Medal record

Men's rowing

Representing Great Britain

Olympic Games

= Tom Lucy =

British rower

Thomas David Lucy (born 1 May 1988 in Bristol) is a British international rower from Llangovan near Monmouth. He won a silver medal at the 2008 Summer Olympics for Great Britain in the Men's eight.

He attended Monmouth School for seven years, starting at age 12, and left the school after completing his A levels at age 18. He left to study in Oxford at Oxford Brookes University.

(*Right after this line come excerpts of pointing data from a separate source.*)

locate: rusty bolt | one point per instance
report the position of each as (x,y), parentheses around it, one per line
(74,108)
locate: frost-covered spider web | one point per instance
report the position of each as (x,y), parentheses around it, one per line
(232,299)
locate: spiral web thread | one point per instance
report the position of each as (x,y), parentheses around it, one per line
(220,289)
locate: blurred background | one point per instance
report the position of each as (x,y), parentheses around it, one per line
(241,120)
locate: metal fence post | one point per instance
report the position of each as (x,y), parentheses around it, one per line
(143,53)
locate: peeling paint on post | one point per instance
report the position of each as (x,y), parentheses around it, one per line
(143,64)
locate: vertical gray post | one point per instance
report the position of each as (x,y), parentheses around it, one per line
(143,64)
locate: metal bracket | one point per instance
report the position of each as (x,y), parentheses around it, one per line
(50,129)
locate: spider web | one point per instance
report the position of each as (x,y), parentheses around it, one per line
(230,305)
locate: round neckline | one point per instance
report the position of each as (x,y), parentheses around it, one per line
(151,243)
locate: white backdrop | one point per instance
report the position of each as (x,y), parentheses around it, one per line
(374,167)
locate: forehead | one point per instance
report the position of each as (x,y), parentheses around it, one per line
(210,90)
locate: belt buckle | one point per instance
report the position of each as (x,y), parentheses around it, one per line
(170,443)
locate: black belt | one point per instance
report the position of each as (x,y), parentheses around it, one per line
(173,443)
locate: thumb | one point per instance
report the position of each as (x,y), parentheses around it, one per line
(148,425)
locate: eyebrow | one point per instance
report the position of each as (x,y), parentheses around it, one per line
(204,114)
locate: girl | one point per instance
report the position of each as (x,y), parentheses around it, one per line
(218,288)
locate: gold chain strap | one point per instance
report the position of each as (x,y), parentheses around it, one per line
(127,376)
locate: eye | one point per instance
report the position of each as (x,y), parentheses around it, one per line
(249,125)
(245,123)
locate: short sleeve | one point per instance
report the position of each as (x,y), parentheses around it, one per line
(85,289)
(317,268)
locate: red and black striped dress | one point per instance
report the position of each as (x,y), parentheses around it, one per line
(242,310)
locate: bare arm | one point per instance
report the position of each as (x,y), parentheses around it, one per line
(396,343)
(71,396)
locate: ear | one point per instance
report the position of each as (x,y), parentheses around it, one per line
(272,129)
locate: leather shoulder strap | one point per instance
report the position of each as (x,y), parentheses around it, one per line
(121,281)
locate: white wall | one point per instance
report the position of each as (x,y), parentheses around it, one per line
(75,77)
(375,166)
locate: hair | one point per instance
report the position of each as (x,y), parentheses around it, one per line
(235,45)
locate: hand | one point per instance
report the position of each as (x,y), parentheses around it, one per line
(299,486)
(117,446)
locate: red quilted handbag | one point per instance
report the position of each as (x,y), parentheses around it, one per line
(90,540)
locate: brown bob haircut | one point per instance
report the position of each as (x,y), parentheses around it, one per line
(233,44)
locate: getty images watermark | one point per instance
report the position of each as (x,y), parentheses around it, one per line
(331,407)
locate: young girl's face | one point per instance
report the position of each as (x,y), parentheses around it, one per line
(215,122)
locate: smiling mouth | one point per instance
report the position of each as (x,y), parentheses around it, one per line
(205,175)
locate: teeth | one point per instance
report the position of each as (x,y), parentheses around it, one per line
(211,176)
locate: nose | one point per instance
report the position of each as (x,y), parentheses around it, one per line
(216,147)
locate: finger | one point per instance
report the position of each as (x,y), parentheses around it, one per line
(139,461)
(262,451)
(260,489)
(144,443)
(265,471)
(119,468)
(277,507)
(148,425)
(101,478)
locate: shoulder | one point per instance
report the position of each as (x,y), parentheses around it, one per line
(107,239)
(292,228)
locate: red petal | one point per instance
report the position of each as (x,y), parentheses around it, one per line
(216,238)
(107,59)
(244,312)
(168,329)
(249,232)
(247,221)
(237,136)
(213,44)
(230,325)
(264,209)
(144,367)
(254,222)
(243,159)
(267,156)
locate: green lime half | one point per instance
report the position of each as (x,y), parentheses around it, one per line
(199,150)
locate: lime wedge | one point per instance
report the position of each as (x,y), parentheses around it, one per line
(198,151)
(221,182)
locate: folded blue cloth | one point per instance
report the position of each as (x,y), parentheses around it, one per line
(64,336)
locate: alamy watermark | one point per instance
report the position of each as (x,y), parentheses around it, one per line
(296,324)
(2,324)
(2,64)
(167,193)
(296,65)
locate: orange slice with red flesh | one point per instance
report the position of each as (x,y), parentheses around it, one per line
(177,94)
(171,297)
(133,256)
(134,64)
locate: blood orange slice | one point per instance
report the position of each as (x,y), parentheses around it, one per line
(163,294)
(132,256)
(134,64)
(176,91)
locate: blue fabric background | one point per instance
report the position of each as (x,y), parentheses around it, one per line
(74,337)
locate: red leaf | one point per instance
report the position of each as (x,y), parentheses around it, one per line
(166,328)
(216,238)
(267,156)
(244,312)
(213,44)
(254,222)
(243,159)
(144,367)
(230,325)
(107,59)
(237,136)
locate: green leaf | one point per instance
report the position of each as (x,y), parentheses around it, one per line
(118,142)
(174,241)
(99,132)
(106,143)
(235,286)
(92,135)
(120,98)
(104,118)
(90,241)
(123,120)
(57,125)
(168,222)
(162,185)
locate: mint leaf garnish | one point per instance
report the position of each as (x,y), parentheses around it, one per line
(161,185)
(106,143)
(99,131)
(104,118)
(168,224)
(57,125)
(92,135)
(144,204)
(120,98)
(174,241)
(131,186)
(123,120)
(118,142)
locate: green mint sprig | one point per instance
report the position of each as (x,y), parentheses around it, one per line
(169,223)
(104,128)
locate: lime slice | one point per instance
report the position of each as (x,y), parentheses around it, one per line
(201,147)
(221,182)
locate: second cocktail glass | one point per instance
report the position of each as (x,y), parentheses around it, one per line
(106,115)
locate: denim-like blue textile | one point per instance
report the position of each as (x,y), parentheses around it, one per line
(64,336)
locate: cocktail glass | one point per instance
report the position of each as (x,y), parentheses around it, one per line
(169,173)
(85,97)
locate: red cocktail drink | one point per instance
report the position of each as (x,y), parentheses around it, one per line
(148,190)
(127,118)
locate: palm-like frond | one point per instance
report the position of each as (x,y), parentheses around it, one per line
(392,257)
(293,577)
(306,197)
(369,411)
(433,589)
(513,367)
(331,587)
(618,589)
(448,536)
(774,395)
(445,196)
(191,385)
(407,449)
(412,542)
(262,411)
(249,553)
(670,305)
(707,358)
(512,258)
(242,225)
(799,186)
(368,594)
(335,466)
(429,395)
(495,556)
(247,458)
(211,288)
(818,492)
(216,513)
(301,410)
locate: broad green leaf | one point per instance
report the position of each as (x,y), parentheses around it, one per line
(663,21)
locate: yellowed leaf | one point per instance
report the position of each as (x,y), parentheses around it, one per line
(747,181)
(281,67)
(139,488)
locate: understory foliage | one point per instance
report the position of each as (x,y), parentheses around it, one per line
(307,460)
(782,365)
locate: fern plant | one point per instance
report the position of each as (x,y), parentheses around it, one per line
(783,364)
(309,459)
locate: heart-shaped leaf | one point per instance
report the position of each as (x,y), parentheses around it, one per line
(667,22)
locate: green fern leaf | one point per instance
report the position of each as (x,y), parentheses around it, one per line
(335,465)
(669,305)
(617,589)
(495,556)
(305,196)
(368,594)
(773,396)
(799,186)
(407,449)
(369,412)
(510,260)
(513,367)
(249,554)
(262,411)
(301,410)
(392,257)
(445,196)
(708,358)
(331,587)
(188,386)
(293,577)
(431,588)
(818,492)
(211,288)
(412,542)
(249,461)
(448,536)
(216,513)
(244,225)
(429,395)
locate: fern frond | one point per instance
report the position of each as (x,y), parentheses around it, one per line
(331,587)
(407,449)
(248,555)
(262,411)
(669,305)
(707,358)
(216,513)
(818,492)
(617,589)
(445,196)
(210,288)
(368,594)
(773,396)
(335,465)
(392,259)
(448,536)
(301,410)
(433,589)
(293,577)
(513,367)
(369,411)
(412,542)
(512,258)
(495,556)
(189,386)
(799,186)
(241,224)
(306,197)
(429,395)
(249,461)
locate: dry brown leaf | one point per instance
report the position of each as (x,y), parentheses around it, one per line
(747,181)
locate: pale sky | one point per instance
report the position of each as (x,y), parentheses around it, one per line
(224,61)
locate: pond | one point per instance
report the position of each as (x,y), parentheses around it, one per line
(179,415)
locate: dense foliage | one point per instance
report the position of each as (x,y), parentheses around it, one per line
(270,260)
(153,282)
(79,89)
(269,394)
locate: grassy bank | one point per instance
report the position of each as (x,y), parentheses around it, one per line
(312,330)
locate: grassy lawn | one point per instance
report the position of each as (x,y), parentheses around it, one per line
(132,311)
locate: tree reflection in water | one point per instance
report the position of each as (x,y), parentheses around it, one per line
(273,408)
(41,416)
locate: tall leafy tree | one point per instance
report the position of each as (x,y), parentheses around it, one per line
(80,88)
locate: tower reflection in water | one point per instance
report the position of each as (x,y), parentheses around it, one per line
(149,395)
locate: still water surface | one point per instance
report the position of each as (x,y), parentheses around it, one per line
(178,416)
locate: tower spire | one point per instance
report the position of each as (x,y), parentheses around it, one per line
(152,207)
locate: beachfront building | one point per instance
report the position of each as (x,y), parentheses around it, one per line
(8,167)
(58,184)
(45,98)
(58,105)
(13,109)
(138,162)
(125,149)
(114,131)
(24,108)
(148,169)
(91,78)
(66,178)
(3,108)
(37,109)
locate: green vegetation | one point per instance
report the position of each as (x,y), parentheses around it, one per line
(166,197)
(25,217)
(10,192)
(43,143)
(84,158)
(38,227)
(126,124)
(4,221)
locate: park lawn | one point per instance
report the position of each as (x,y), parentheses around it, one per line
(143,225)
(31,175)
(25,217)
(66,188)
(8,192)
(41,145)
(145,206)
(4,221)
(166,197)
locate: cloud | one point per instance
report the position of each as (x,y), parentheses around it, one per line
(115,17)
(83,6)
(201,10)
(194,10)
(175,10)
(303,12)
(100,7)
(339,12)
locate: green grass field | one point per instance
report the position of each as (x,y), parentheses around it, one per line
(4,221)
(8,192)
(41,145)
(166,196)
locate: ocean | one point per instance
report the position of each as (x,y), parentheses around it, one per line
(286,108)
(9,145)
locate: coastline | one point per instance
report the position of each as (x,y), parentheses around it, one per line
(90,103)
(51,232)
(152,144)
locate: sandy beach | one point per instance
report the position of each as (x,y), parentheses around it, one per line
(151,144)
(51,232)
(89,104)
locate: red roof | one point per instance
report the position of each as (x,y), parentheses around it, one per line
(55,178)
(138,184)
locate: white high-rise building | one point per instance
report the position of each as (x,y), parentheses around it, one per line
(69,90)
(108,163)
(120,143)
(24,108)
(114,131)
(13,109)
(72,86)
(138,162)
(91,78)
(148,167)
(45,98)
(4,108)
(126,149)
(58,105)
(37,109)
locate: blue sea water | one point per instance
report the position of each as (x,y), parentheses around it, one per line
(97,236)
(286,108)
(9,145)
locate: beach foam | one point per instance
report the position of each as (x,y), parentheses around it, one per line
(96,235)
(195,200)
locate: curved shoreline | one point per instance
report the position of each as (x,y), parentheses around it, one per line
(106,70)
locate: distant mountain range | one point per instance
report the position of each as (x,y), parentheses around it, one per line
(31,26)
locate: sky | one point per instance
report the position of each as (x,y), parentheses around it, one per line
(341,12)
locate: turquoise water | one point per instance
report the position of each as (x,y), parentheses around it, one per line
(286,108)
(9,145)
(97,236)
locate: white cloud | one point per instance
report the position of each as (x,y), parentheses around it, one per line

At 17, he won bronze at the world 2005 junior rowing championships in Brandenburg, Germany, racing in the GB coxless four. A year later, he won gold in the same event at the world juniors in Amsterdam. In 2007, he finished third at the senior British final trials regatta with Colin Smith, earning a place in the GB men's eight that won bronze at the World Cup regatta in Amsterdam and the world championships in Munich, where at 19 he became the second youngest British rower ever to land a senior world championship medal. Called up into the GB flagship four after injury to bowman Tom James, Lucy won gold at the first World Cup regatta of 2008 back on the Munich course, before going on to win World Cup gold in the GB eight in Poznań, Poland, which secured the overall World Cup title for GB, and Olympic silver in Beijing.

On 10 January 2009, Lucy announced he would retire from the sport to fulfil his childhood dream of joining the Royal Marines.

Together with 28 other British Royal Marines officers, Tom became a certified sailor after completing the sailing courses at the American Sailing Academy, Key Largo, Florida in July 2010.

Lucy deployed to Afghanistan in March 2011, leading K company 42 Commando Royal Marines.